Re: language barrier (Ukraine)

Alexander Winogradov (
Sat, 8 May 1999 11:19:08 +0400

>1. What country are you working at at the moment?

>2. What is your native language?
Ukrainian and Russian

>3. How did you first get to know about PCP, through texts (papers,
>books) written in English or in your own language?
I got to know about PCP from my wife when we were students of Kiev
University. She, in her turn, red a review paper on Kelly written in Russian

>4. In your country, what is the approximate percentage of texts
>about PCP originally published in your own language?
There are 4 or 5 journal papers and translated (1987) into Russian "A Manual
for Repertory Grid Technique" by Fay Fransella and Don Bannister

>5. In your country, what is the approximate percentage of texts
>about PCP translated to your own language?
Just one book mentioned above. It was published in 50 000 copies and now is
a rarity. Four years ago I digged second volume of "The PPC" among the books
donated to Kyiv by Alberta College from Canada, so now our faculty has a
half of Kellian heritage.

>6. In your country, are there any journal or newsletter that
>publishes papers on PCP in your own language?

>7. What is the approximate percentage of your own published works
>in English?

>8. When you teach or give lectures about PCP in your country, do
>you chiefly use English or your own language?

>9. Among the conferences you attend, what approximate percentage of them
have English as the only or dominant language?
I had no chance to visit an international conference, so 0%. My wife sent
her paper to IX Conference in Albany (our kindest regards to Professor
Mancuso!).
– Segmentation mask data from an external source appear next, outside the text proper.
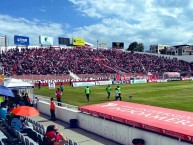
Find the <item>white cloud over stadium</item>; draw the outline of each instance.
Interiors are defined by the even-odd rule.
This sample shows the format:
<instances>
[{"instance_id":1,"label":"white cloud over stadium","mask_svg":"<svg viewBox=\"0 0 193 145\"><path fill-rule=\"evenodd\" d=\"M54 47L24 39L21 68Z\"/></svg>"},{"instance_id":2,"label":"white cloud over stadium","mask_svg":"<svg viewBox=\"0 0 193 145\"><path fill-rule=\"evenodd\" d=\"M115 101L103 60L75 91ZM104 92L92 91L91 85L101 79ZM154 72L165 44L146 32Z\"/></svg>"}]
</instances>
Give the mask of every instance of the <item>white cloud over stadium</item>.
<instances>
[{"instance_id":1,"label":"white cloud over stadium","mask_svg":"<svg viewBox=\"0 0 193 145\"><path fill-rule=\"evenodd\" d=\"M13 18L8 15L0 15L0 30L9 37L13 44L13 35L30 36L30 43L39 44L38 36L46 35L57 37L63 34L63 27L58 23L46 23L37 19Z\"/></svg>"},{"instance_id":2,"label":"white cloud over stadium","mask_svg":"<svg viewBox=\"0 0 193 145\"><path fill-rule=\"evenodd\" d=\"M96 44L97 40L109 43L123 41L126 47L129 43L138 41L144 43L146 49L150 44L158 43L192 44L193 1L191 0L69 1L80 15L97 22L71 27L60 22L1 14L1 35L7 34L11 38L14 34L26 35L30 37L30 43L33 45L38 44L39 35L55 38L64 35L77 36L93 44Z\"/></svg>"},{"instance_id":3,"label":"white cloud over stadium","mask_svg":"<svg viewBox=\"0 0 193 145\"><path fill-rule=\"evenodd\" d=\"M86 38L150 44L192 43L193 1L70 0L82 14L101 23L79 28Z\"/></svg>"}]
</instances>

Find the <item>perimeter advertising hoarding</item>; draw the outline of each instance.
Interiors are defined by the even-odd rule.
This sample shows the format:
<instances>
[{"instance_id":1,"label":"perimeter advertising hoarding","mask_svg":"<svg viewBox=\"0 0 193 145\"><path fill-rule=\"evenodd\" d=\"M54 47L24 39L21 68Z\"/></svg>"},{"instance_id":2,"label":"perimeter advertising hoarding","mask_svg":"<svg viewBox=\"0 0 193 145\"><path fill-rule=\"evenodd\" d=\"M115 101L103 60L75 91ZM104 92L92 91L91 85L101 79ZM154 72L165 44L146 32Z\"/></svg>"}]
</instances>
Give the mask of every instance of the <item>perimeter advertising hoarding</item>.
<instances>
[{"instance_id":1,"label":"perimeter advertising hoarding","mask_svg":"<svg viewBox=\"0 0 193 145\"><path fill-rule=\"evenodd\" d=\"M29 45L29 37L15 35L14 36L14 44L15 45L28 46Z\"/></svg>"},{"instance_id":2,"label":"perimeter advertising hoarding","mask_svg":"<svg viewBox=\"0 0 193 145\"><path fill-rule=\"evenodd\" d=\"M75 46L85 46L85 40L84 38L72 38L72 44Z\"/></svg>"},{"instance_id":3,"label":"perimeter advertising hoarding","mask_svg":"<svg viewBox=\"0 0 193 145\"><path fill-rule=\"evenodd\" d=\"M124 43L123 42L112 42L112 48L123 49Z\"/></svg>"},{"instance_id":4,"label":"perimeter advertising hoarding","mask_svg":"<svg viewBox=\"0 0 193 145\"><path fill-rule=\"evenodd\" d=\"M59 44L59 45L69 46L69 45L70 45L70 38L58 37L58 44Z\"/></svg>"},{"instance_id":5,"label":"perimeter advertising hoarding","mask_svg":"<svg viewBox=\"0 0 193 145\"><path fill-rule=\"evenodd\" d=\"M39 40L40 40L40 44L42 45L53 45L53 37L40 36Z\"/></svg>"},{"instance_id":6,"label":"perimeter advertising hoarding","mask_svg":"<svg viewBox=\"0 0 193 145\"><path fill-rule=\"evenodd\" d=\"M73 82L73 87L95 86L95 82Z\"/></svg>"},{"instance_id":7,"label":"perimeter advertising hoarding","mask_svg":"<svg viewBox=\"0 0 193 145\"><path fill-rule=\"evenodd\" d=\"M97 86L98 85L111 85L112 81L111 80L110 81L96 81L95 83Z\"/></svg>"}]
</instances>

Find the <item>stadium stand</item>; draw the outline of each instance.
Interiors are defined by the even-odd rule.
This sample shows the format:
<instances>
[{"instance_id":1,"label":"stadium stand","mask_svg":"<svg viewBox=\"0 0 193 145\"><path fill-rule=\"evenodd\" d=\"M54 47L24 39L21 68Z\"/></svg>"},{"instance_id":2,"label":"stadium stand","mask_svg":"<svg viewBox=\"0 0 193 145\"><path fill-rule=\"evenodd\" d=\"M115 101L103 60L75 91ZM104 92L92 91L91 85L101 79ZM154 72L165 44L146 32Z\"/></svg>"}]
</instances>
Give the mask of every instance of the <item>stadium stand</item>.
<instances>
[{"instance_id":1,"label":"stadium stand","mask_svg":"<svg viewBox=\"0 0 193 145\"><path fill-rule=\"evenodd\" d=\"M0 145L4 145L3 141L4 139L7 139L7 137L5 136L5 134L0 131Z\"/></svg>"},{"instance_id":2,"label":"stadium stand","mask_svg":"<svg viewBox=\"0 0 193 145\"><path fill-rule=\"evenodd\" d=\"M33 125L33 131L36 132L37 139L34 140L26 133L16 131L14 128L8 125L6 121L2 120L2 125L0 127L0 145L39 145L43 142L45 127L29 117L25 117L25 119L26 124L29 125L29 127ZM68 142L65 145L78 145L78 143L68 139Z\"/></svg>"},{"instance_id":3,"label":"stadium stand","mask_svg":"<svg viewBox=\"0 0 193 145\"><path fill-rule=\"evenodd\" d=\"M3 103L6 104L5 101ZM10 111L11 105L7 104L7 107ZM17 117L22 121L22 129L18 130L16 126L20 124L9 121L15 119L15 117L8 113L5 120L3 118L0 119L0 145L39 145L43 142L46 133L46 127L43 124L40 124L29 117ZM26 132L24 129L30 129L30 131L28 130ZM68 139L66 145L69 143L71 145L78 144L71 139Z\"/></svg>"},{"instance_id":4,"label":"stadium stand","mask_svg":"<svg viewBox=\"0 0 193 145\"><path fill-rule=\"evenodd\" d=\"M192 63L148 54L116 50L10 49L1 54L7 76L160 73L191 71Z\"/></svg>"}]
</instances>

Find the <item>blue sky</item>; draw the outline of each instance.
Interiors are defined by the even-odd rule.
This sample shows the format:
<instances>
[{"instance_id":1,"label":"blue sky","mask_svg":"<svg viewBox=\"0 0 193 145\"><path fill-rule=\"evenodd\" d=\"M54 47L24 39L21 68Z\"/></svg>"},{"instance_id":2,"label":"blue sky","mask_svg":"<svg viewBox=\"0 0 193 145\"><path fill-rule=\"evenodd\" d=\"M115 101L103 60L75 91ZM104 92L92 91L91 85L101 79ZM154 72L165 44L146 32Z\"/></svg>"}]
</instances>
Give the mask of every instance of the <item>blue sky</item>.
<instances>
[{"instance_id":1,"label":"blue sky","mask_svg":"<svg viewBox=\"0 0 193 145\"><path fill-rule=\"evenodd\" d=\"M191 0L0 0L0 36L82 37L150 44L192 44Z\"/></svg>"}]
</instances>

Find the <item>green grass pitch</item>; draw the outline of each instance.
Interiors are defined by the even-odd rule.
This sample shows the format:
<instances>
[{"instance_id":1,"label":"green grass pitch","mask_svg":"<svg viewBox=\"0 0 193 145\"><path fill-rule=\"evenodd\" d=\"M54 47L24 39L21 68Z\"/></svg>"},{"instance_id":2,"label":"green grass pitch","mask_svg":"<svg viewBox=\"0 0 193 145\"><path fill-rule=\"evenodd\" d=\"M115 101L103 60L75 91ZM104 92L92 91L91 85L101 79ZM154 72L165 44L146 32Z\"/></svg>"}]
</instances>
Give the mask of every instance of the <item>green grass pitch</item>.
<instances>
[{"instance_id":1,"label":"green grass pitch","mask_svg":"<svg viewBox=\"0 0 193 145\"><path fill-rule=\"evenodd\" d=\"M115 99L114 90L116 86L111 85L111 101ZM129 102L128 96L133 96L131 102L134 103L193 112L193 82L175 81L167 83L124 84L119 86L122 90L123 101ZM58 87L56 86L56 89ZM90 103L86 102L85 88L74 88L70 85L64 85L62 102L75 106L107 102L106 86L90 87L92 91ZM34 92L38 95L55 98L55 89L42 87L41 89L35 88Z\"/></svg>"}]
</instances>

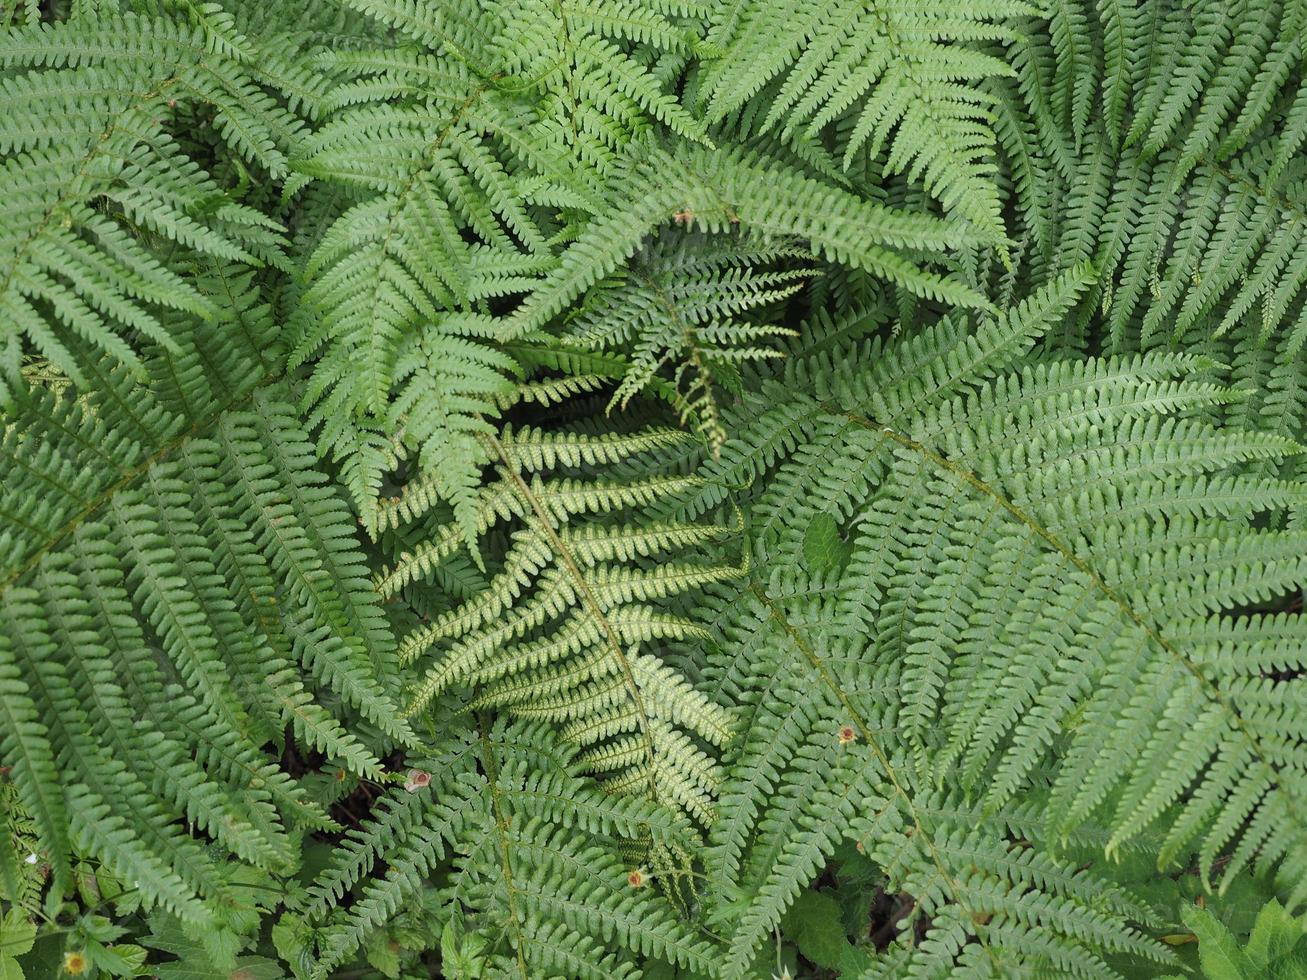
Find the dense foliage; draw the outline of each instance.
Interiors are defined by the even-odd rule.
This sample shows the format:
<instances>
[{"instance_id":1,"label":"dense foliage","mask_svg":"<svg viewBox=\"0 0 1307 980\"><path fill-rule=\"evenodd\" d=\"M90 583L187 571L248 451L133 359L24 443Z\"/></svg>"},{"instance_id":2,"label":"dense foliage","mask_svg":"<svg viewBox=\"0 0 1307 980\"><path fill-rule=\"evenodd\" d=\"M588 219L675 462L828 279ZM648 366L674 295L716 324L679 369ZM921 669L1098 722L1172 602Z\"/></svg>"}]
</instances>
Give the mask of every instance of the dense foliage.
<instances>
[{"instance_id":1,"label":"dense foliage","mask_svg":"<svg viewBox=\"0 0 1307 980\"><path fill-rule=\"evenodd\" d=\"M1307 977L1303 0L0 0L0 978Z\"/></svg>"}]
</instances>

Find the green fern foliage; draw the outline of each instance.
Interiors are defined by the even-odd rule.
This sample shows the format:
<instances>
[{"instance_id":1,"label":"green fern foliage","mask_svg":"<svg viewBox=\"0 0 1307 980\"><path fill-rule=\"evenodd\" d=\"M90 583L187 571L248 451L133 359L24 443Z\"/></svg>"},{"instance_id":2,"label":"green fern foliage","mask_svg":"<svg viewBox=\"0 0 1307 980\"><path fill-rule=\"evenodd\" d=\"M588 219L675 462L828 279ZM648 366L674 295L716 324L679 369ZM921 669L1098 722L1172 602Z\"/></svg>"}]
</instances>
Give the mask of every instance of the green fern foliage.
<instances>
[{"instance_id":1,"label":"green fern foliage","mask_svg":"<svg viewBox=\"0 0 1307 980\"><path fill-rule=\"evenodd\" d=\"M0 0L0 976L1293 973L1305 30Z\"/></svg>"},{"instance_id":2,"label":"green fern foliage","mask_svg":"<svg viewBox=\"0 0 1307 980\"><path fill-rule=\"evenodd\" d=\"M332 826L266 743L289 729L381 778L375 749L413 739L347 512L260 349L224 326L156 348L146 385L101 361L86 398L28 388L0 449L4 752L42 857L58 889L86 853L194 923L239 903L233 866L178 821L280 872L300 831Z\"/></svg>"},{"instance_id":3,"label":"green fern foliage","mask_svg":"<svg viewBox=\"0 0 1307 980\"><path fill-rule=\"evenodd\" d=\"M233 163L285 175L303 123L269 94L282 83L275 62L263 71L253 61L176 16L0 35L5 401L17 395L24 339L78 382L87 349L143 378L133 339L178 349L161 310L213 315L133 231L217 260L284 261L280 226L227 193L178 140L188 119L212 116ZM302 86L304 75L285 81Z\"/></svg>"},{"instance_id":4,"label":"green fern foliage","mask_svg":"<svg viewBox=\"0 0 1307 980\"><path fill-rule=\"evenodd\" d=\"M1012 73L979 42L1007 41L1022 3L720 4L698 96L709 119L769 98L756 123L784 139L838 133L844 169L886 151L884 171L920 179L946 208L1003 237L990 98ZM752 107L750 114L754 115Z\"/></svg>"},{"instance_id":5,"label":"green fern foliage","mask_svg":"<svg viewBox=\"0 0 1307 980\"><path fill-rule=\"evenodd\" d=\"M755 426L803 418L810 434L793 455L739 461L766 467L757 477L774 471L751 508L766 515L770 573L705 609L720 649L760 651L715 668L723 693L757 698L731 770L742 782L723 787L714 828L718 887L750 896L737 969L838 841L815 787L857 784L831 768L834 742L866 743L864 764L878 764L893 795L857 809L892 811L894 795L910 805L899 819L925 838L918 873L954 879L950 905L970 900L962 871L975 858L947 863L954 827L970 820L953 816L957 803L918 810L929 787L995 814L1040 799L1035 833L1054 850L1102 826L1110 856L1151 831L1163 867L1193 849L1206 880L1223 855L1224 874L1256 864L1301 901L1304 760L1296 739L1274 734L1294 682L1266 672L1294 670L1302 627L1243 610L1301 581L1297 532L1246 521L1303 487L1219 475L1300 447L1204 422L1233 393L1183 380L1200 365L1182 355L996 374L1037 335L1032 313L1070 305L1068 285L999 321L1024 332L937 329L899 350L850 347L755 389ZM783 392L805 371L829 394L787 410ZM878 383L864 387L868 377ZM738 464L717 471L739 475ZM794 487L809 481L825 490L803 500ZM844 554L820 546L845 527ZM796 696L814 688L822 695ZM1123 753L1146 764L1123 769ZM868 852L911 873L903 845L872 827ZM966 929L987 946L993 925Z\"/></svg>"},{"instance_id":6,"label":"green fern foliage","mask_svg":"<svg viewBox=\"0 0 1307 980\"><path fill-rule=\"evenodd\" d=\"M424 763L432 782L361 828L310 886L301 915L321 949L311 975L329 976L423 891L439 909L431 927L443 955L486 975L624 977L643 958L709 969L707 937L681 920L654 872L617 846L685 840L674 813L596 789L575 751L539 725L464 729L451 744L450 756ZM381 860L394 862L385 878L348 910L336 907Z\"/></svg>"},{"instance_id":7,"label":"green fern foliage","mask_svg":"<svg viewBox=\"0 0 1307 980\"><path fill-rule=\"evenodd\" d=\"M687 223L693 220L680 214ZM801 247L784 241L731 236L723 242L673 232L651 242L629 271L607 283L571 322L566 338L581 349L632 351L630 367L613 393L616 406L625 407L654 387L659 369L675 364L670 400L681 421L692 422L718 453L727 432L716 389L724 385L738 392L738 366L779 357L773 338L792 335L784 327L739 314L797 293L815 268L767 267L807 257Z\"/></svg>"},{"instance_id":8,"label":"green fern foliage","mask_svg":"<svg viewBox=\"0 0 1307 980\"><path fill-rule=\"evenodd\" d=\"M679 434L509 429L484 438L500 465L477 502L478 531L506 535L507 549L483 589L400 641L401 661L426 664L408 710L456 685L472 688L473 709L557 725L584 750L579 764L602 773L611 791L710 821L719 775L695 740L721 746L730 716L656 651L701 633L659 603L736 574L729 565L667 556L720 540L727 529L640 519L690 478L564 475L675 445ZM430 498L427 484L415 481L388 513L420 519ZM511 529L500 530L505 523ZM456 523L436 525L383 572L378 590L391 595L435 574L462 545Z\"/></svg>"}]
</instances>

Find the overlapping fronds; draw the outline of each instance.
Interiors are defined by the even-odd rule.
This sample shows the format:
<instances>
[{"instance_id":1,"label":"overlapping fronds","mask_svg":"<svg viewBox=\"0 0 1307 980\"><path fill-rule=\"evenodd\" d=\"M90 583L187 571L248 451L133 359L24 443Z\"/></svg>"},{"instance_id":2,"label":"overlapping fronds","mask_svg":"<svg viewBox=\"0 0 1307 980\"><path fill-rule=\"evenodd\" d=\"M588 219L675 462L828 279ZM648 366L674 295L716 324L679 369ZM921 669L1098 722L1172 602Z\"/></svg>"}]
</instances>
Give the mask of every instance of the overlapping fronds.
<instances>
[{"instance_id":1,"label":"overlapping fronds","mask_svg":"<svg viewBox=\"0 0 1307 980\"><path fill-rule=\"evenodd\" d=\"M310 886L301 915L317 927L313 976L330 976L423 892L443 910L445 955L482 975L633 977L648 960L710 968L710 941L680 920L651 866L617 846L683 846L674 812L596 789L575 750L539 724L462 729L451 746L422 762L430 784L387 798ZM381 862L387 873L339 908Z\"/></svg>"},{"instance_id":2,"label":"overlapping fronds","mask_svg":"<svg viewBox=\"0 0 1307 980\"><path fill-rule=\"evenodd\" d=\"M123 14L0 34L0 400L40 355L88 383L104 353L143 377L141 342L176 352L167 313L212 304L153 241L283 262L278 222L215 182L184 130L212 119L243 165L284 176L303 123L270 92L312 94L184 16ZM140 234L135 234L140 232Z\"/></svg>"},{"instance_id":3,"label":"overlapping fronds","mask_svg":"<svg viewBox=\"0 0 1307 980\"><path fill-rule=\"evenodd\" d=\"M664 600L738 574L729 565L669 556L711 545L726 529L645 516L688 478L594 474L682 437L670 430L593 437L528 428L481 438L498 462L498 479L477 496L478 540L497 535L505 547L483 588L401 640L401 660L419 665L408 710L456 686L470 688L476 708L559 726L584 749L580 764L602 773L610 790L710 821L719 774L697 740L723 745L730 717L659 652L670 640L699 635ZM409 483L383 519L421 521L433 501L432 482ZM465 547L456 521L427 523L422 531L379 578L382 595L437 574Z\"/></svg>"},{"instance_id":4,"label":"overlapping fronds","mask_svg":"<svg viewBox=\"0 0 1307 980\"><path fill-rule=\"evenodd\" d=\"M0 3L0 976L1294 928L1305 30Z\"/></svg>"},{"instance_id":5,"label":"overlapping fronds","mask_svg":"<svg viewBox=\"0 0 1307 980\"><path fill-rule=\"evenodd\" d=\"M756 396L731 413L742 452L709 481L752 475L767 569L703 610L723 651L715 685L748 705L709 862L714 887L749 903L734 970L841 839L832 821L859 827L891 880L915 877L929 909L950 909L947 926L925 914L979 944L941 936L958 965L1048 957L1098 975L1077 945L1134 942L1069 910L1066 936L1036 942L1016 925L1042 921L1033 910L995 904L1014 880L975 878L1066 876L1071 891L1039 901L1103 912L1089 897L1101 883L1043 864L1086 827L1106 828L1108 854L1148 833L1163 868L1192 851L1204 876L1219 856L1223 874L1252 864L1300 888L1307 757L1288 705L1307 627L1248 609L1300 585L1303 542L1247 519L1307 487L1239 475L1299 447L1204 421L1234 395L1184 380L1203 367L1192 357L1007 368L1087 282L1072 274L974 333L945 321L883 350L809 356L746 386ZM680 510L713 499L700 490ZM985 813L1039 799L1040 847L978 834L936 788Z\"/></svg>"},{"instance_id":6,"label":"overlapping fronds","mask_svg":"<svg viewBox=\"0 0 1307 980\"><path fill-rule=\"evenodd\" d=\"M86 397L28 388L0 445L0 742L42 860L66 890L94 855L194 923L239 904L224 855L285 872L332 824L266 743L380 778L347 723L412 739L349 515L260 365L266 310L232 312L146 384L101 361Z\"/></svg>"},{"instance_id":7,"label":"overlapping fronds","mask_svg":"<svg viewBox=\"0 0 1307 980\"><path fill-rule=\"evenodd\" d=\"M978 42L1010 40L1009 21L1033 12L1008 0L719 4L698 96L712 120L747 112L752 129L809 140L834 130L846 170L884 153L886 174L920 179L998 241L992 100L980 83L1012 68Z\"/></svg>"}]
</instances>

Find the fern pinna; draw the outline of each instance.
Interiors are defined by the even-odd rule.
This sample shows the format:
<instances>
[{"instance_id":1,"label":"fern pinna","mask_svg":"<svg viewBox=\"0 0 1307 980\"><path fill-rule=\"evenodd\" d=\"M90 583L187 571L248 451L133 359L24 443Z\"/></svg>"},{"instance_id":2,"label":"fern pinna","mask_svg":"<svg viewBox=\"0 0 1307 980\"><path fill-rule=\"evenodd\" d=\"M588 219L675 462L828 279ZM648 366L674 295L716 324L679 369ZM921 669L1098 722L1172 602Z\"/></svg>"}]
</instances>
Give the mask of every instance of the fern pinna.
<instances>
[{"instance_id":1,"label":"fern pinna","mask_svg":"<svg viewBox=\"0 0 1307 980\"><path fill-rule=\"evenodd\" d=\"M0 3L0 976L1297 975L1305 26Z\"/></svg>"}]
</instances>

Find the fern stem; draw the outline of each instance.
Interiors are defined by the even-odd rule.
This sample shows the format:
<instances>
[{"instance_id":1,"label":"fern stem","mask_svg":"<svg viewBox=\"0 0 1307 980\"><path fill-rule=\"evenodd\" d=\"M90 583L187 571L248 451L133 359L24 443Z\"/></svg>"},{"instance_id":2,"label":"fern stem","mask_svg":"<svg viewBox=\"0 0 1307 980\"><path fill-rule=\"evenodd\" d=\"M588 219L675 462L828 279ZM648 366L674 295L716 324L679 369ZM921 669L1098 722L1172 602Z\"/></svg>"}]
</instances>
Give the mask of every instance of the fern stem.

This year she is going to visit Berlin Conference (many thanks to
Professor Joern
Scheer), so for her this percentage will increase.

>10. Do you think that language is a barrier for newcomers to PCP in
>your country?
The main barrier before perestroika was ideological -- Soviet psychology was
declared as superior to any "bourgeois" approach, we have no possibility to
attend conferences, read professional literature, communicate with
colleagues abroad (correspondence was opened and inspected, sometimes just
disappeared). You can imagine under these circumstances the level of
language instruction -- we were trained to speak about Lenin family, last
Communist Party Congress etc. Especially difficult it was to get information
from the province of Soviet Union -- the Ukraine, country with more than 50
millions of inhabitants was treated as outskirt of Empire. I remember how I
tried to order psychological literature in specialized bookstore -- I was
told that "such books Moscow will not allow to order from Ukraine". So, as
you can see, secrecy is not a characteristic feature of capitalist society
After perestroika all these reasons have gone but emerged another one --
financial. I still cannot visit conferences and buy literature, but now
because my salary is $50 per month. That is why I completely agree with
paper of Jim Mancuso devoted to superiority of Internet based conferences.
Again, Internet for me became one of the greatest sources of information on
PCP -- thanks to all of you (especially to Dr Valerie Stewart and John
But language barrier still a very strong obstacle for our psychologists to
learn about PCP. Traditionally low knowledge of English together with
difficult constructivist language caused superficial knowledge of PCP in
former Soviet Union. Practically only technical aspect of PCP gained some
popularity, theory is totally neglected.

>11. Please add any comment you find relevant.
Now I am trying to get grant from Soros Foundation for Fay Fransella's
distance learning course on PCP. If I succeed I will organize my own website
devoted to PCP in Ukrainian language.